# Stanky Grease



## my3nme (Oct 9, 2007)

Did a little fishing. Grouper, mahi, wahoo and caught 2 snapper which was enough


----------



## 2RC's II (Feb 2, 2012)

Well dang!


----------



## JoeyWelch (Sep 25, 2009)

Who needs snapper when you got that!!

For bait maybe. Well done. Pretty fishes.


----------



## Reel Sick (May 4, 2009)

McPig lol nice grouper capt.


----------



## Bodupp (Oct 3, 2007)

Somebody is giving Jason a run for his money with that shirt! Hell, the whole outfit is awesome.

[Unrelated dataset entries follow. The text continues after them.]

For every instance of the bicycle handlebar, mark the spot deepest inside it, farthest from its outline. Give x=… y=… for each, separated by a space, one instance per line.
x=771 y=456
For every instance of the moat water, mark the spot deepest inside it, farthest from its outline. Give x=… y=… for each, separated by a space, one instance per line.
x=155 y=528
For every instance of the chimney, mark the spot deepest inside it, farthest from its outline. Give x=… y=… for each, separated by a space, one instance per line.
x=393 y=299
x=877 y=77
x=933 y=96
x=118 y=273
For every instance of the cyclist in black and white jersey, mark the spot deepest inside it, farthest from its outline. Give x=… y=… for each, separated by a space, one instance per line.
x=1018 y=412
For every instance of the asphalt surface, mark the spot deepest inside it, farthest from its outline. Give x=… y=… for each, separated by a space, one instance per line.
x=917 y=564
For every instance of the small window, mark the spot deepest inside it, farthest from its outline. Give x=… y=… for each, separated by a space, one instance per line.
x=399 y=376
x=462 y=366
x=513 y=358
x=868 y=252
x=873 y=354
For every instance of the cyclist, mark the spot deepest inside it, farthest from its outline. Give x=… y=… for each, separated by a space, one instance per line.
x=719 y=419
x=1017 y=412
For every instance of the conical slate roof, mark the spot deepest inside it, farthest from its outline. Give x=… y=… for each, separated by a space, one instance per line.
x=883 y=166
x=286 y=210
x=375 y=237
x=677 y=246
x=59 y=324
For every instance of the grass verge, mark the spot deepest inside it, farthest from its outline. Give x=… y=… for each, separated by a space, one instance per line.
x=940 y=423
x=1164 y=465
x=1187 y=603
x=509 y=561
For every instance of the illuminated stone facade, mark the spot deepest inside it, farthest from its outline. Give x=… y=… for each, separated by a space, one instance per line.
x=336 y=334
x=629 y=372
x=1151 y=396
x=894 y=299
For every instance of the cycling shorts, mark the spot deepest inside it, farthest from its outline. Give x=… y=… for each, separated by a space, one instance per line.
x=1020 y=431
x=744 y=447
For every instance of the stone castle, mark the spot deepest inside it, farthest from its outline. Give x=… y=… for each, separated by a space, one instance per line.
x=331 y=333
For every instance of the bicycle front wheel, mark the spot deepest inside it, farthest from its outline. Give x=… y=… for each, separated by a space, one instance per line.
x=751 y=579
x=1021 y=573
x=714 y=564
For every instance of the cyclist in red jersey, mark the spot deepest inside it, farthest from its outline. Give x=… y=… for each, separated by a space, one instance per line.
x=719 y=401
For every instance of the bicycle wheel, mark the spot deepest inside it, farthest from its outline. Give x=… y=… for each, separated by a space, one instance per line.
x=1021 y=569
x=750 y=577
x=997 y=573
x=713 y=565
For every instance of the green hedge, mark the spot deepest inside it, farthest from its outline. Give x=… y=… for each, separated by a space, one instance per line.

Nice catch btw. :thumbsup:


----------



## WhyMe (Apr 21, 2013)

I do agree. I'd toss back those Snapper and keep the rest. Nice.
Whyme


----------



## Chapman5011 (Mar 7, 2013)

It's a fish finder screen shirt.


----------



## ebbtide (Oct 7, 2007)

*Nice catch*

Great catch why doesn't anyone look really happy.


----------



## my3nme (Oct 9, 2007)

Here's one more. Yall don't be hate'n on that outfit


----------



## my3nme (Oct 9, 2007)

ebbtide said:


> Great catch why doesn't anyone look really happy.


That was happy face. I had been up since 3:45 and by the pics I was worn out


----------



## fishsticker (Jan 11, 2009)

Quality fish. Nice catch


----------



## Boardfeet (Sep 27, 2007)

That Yellow Edge Grouper is some fine table fare!!
Really nice catch and Cool outfit


----------



## Fishhead706 (Apr 26, 2009)

Great fish. Is the little guy the same angry big buck killer from the hunting section of the forum? Great job out there!


----------